Untuk proses pematangan ini diajukan berbagai macam hipotesa.
1. TEORI PERBANDINGAN KARBON ('CARBON - RATIO') DARI WHITE. White (1915) menghubungkan terjadinya perubahan minyak bumi dengan metamorfisme regional, sebagaiman diperlihatkan pada perubahan barubara. Berdasarkan penelitiannya di pegunungan Appalachia disimpulkannya bahwa minyak bumi yang bertingkat paling rendah ditemukan di daerah dengan formasi yang mengandung endapan karbonan yang paling sedikit terubah. Minyak bumi yang lebih tinggi tingkatannya ditemukan di daerah dengan perubahan zat organik yang lebih lanjut, seperti misalnya, batubara sub-bitumina. Di daerah batubara - bitumina tingkatan minyak buminya akan lebih tinggi lagi.
Jika perubahan residu karbon melampui 65 persen atau mungkin 75 persen dari karbon tetap dalam batubara murni, maka distilat minyak bumi terdapat berbagai gas pada temperatur batuan. Teori ini kembali lagi diungkapkan oleh Landes (1967) yang mengkorelasikan langsung antara cara terdapatnya jenis minyak serta gas bumi dengan tingkatan batubara (coal ranks) dan menyebutnya sebagai proses eometamorfisma.
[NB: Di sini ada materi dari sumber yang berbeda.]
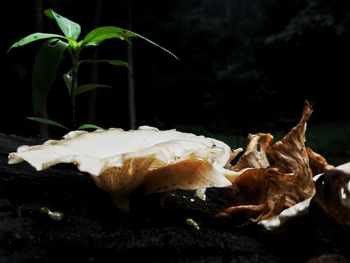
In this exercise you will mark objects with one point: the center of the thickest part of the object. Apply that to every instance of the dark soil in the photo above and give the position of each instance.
(92, 230)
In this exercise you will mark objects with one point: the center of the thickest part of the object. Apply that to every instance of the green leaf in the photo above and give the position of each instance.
(87, 87)
(113, 62)
(68, 27)
(98, 35)
(45, 69)
(34, 37)
(89, 126)
(47, 121)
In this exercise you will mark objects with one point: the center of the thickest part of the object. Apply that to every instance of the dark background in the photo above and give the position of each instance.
(244, 65)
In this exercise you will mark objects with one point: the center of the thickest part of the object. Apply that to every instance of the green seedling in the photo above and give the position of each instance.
(50, 56)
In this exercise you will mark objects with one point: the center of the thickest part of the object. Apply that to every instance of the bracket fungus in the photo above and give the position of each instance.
(122, 161)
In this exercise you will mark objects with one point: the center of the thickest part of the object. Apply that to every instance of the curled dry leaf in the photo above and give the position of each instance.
(122, 161)
(266, 190)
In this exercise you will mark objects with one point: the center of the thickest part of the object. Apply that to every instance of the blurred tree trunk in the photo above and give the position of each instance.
(94, 68)
(228, 10)
(44, 131)
(131, 76)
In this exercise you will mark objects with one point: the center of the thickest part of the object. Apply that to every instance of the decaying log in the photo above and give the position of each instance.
(58, 215)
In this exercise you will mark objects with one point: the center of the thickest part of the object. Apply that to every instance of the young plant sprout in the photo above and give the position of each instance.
(50, 55)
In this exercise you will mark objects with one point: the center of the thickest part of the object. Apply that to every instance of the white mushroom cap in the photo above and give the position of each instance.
(120, 161)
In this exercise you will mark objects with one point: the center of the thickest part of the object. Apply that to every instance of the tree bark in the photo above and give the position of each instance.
(131, 76)
(39, 26)
(94, 68)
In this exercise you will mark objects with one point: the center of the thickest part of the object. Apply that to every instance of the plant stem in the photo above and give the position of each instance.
(75, 62)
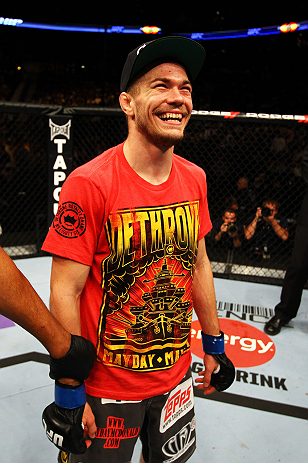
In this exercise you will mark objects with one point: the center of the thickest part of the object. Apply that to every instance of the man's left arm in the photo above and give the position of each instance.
(204, 301)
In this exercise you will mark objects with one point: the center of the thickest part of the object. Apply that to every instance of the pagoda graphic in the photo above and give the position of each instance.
(163, 313)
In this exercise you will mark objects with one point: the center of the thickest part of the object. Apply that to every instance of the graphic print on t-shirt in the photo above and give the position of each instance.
(147, 280)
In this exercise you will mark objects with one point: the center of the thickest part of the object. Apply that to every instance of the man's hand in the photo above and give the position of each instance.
(204, 381)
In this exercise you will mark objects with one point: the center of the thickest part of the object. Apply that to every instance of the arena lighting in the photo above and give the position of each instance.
(254, 32)
(81, 28)
(291, 27)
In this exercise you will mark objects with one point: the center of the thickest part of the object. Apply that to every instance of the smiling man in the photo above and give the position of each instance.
(130, 279)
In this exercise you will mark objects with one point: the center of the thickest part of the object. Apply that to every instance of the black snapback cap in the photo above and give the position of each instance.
(185, 51)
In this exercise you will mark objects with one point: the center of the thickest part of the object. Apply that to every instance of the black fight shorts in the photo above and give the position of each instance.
(165, 425)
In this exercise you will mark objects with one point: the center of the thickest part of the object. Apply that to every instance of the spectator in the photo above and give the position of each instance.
(268, 228)
(227, 232)
(243, 197)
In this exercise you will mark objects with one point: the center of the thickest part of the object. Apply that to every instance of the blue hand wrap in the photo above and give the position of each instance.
(70, 396)
(213, 344)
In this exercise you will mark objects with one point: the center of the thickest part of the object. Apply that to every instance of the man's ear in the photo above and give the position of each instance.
(125, 101)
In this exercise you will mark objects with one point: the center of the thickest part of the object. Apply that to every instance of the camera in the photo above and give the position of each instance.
(266, 212)
(232, 228)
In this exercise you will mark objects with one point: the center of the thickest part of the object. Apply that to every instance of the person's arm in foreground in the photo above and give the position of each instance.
(205, 307)
(20, 303)
(67, 282)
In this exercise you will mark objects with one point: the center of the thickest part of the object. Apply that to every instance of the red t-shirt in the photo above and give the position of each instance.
(141, 243)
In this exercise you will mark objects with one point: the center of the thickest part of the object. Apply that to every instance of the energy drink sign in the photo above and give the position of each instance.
(60, 153)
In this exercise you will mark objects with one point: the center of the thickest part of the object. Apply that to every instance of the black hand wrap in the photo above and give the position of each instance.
(225, 374)
(77, 363)
(62, 419)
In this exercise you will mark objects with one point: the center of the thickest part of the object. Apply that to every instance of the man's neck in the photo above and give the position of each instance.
(148, 161)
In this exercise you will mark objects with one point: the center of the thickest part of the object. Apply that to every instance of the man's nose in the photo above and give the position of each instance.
(175, 95)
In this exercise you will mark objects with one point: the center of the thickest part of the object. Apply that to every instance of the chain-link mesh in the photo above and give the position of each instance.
(23, 182)
(249, 165)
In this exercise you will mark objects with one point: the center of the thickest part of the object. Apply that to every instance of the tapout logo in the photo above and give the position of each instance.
(245, 345)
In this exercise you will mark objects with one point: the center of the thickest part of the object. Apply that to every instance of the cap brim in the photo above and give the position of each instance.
(185, 51)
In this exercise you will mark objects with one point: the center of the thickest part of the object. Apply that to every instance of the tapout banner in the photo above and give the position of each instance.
(60, 154)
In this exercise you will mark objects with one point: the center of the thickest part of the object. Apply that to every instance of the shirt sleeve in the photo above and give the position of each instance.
(77, 225)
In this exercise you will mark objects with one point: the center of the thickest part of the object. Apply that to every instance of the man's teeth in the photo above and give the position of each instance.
(171, 116)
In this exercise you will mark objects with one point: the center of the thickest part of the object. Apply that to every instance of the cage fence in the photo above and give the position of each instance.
(253, 168)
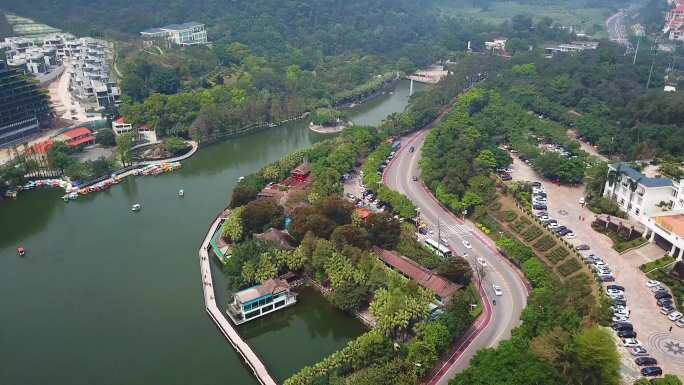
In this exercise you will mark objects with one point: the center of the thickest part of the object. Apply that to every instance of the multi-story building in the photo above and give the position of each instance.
(191, 33)
(90, 80)
(24, 107)
(260, 300)
(656, 203)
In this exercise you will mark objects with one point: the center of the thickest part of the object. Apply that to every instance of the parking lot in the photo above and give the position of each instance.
(652, 327)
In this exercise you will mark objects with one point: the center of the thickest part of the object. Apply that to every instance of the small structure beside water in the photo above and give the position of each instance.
(257, 301)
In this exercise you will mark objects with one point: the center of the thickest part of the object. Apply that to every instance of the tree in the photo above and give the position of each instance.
(242, 195)
(597, 359)
(350, 235)
(261, 214)
(124, 143)
(349, 295)
(384, 231)
(175, 145)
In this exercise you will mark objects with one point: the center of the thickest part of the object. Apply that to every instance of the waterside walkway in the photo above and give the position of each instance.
(250, 357)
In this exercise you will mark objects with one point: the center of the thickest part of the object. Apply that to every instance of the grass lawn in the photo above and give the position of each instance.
(567, 13)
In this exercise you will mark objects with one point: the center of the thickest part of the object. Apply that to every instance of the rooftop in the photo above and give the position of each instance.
(424, 277)
(639, 177)
(672, 223)
(268, 287)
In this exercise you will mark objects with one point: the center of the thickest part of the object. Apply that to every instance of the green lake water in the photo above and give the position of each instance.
(105, 296)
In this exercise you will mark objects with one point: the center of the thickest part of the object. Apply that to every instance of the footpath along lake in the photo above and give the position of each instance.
(106, 296)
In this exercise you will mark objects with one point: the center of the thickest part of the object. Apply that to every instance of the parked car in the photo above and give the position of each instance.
(664, 302)
(651, 371)
(622, 326)
(646, 361)
(638, 351)
(627, 334)
(675, 315)
(667, 310)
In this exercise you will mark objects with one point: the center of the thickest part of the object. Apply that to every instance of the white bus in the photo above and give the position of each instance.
(438, 248)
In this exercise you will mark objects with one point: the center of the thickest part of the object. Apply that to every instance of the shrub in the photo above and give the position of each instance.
(558, 254)
(545, 243)
(537, 273)
(568, 267)
(532, 233)
(510, 216)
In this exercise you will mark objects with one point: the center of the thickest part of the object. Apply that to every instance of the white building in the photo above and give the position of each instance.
(191, 33)
(656, 203)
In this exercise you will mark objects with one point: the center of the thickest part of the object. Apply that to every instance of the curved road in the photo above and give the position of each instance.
(497, 321)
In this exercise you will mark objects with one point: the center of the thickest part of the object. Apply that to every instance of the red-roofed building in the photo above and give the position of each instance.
(76, 137)
(440, 286)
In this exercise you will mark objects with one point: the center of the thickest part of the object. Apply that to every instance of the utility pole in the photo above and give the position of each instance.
(636, 51)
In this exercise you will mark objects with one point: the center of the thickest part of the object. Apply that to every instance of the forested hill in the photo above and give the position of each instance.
(342, 23)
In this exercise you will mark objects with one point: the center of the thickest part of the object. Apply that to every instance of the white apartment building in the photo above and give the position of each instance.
(191, 33)
(656, 203)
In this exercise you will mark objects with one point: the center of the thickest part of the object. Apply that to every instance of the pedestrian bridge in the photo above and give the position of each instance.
(251, 358)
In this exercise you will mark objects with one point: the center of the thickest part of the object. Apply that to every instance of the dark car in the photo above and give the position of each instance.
(646, 361)
(620, 302)
(623, 325)
(651, 371)
(627, 334)
(665, 302)
(623, 328)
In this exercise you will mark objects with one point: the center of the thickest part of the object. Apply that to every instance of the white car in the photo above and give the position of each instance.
(675, 315)
(622, 312)
(638, 351)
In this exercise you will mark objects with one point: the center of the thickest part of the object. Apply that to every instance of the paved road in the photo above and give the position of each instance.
(651, 326)
(505, 315)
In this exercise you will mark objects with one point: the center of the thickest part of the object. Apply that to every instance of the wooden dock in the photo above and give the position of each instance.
(251, 358)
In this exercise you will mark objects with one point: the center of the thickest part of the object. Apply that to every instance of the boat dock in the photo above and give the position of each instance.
(251, 358)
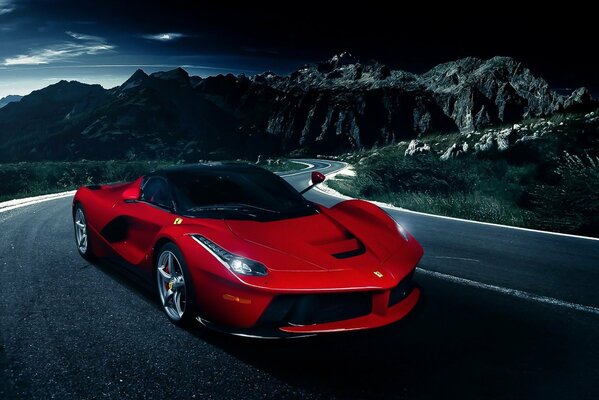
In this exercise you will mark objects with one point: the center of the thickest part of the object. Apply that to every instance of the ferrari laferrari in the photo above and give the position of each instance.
(240, 250)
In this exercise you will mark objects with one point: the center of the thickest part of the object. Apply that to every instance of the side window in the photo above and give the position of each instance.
(156, 191)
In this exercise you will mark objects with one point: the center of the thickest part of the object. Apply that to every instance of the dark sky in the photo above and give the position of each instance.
(104, 42)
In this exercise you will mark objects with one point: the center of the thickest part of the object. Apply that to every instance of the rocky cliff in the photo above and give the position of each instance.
(332, 106)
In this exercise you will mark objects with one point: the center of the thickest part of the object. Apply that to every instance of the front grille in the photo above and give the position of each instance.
(404, 288)
(307, 309)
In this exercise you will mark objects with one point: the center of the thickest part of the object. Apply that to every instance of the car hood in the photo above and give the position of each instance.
(315, 242)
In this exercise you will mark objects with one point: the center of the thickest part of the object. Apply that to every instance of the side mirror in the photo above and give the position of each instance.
(317, 177)
(131, 194)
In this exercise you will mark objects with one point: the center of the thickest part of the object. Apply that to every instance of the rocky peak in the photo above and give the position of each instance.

2. FRAKSI MINYAK DALAM BATUAN (DAY, 1916).
Teori ini mengemukakan bahwa pendewasaan disebabkan karena fraksinasi minyak bumi dalam serpih lempung/batuan induknya. pada waktu migrasi, hidrokarbon yang tidak jenuh (naften, aromat) akan melekat pada lempung karena kapilaritas. dengan demikian minyak bumi yang bermigrasi akan lebih matang.
3. HUBUNGAN BERAT JENIS (DERAJAT API) MINYAK BUMI TERHADAP UMUR DAN KEDALAMAN.
Barton (1934) menemukan dari beberapa penelitiannya di daerah Gulfcoast, bahwa untuk umur yang sama, maka dalam terdapatnya minyak bumi makin meningkat kadar fraksi ringan dan derajat API-nya. Demikian pula untuk kedalaman yang sama, makin tua umurnya makin ringan minyak buminya. Hal yang sama ditemukan oleh McNab, Smith, dan Betts (1952).
KESIMPULAN YANG DAPAT DIAMBIL : makin dalam terdapatnya minyak bumi dan makin tua umurnya minyak bumi makin meningkatlah perbandingan hidrogen/karbon. Namun dalam hal gas, maka ditemukan keadaan sebaliknya, makin dalam dan makin tua gas tersebut, perbandingan hidrogen/karbon makin menurun.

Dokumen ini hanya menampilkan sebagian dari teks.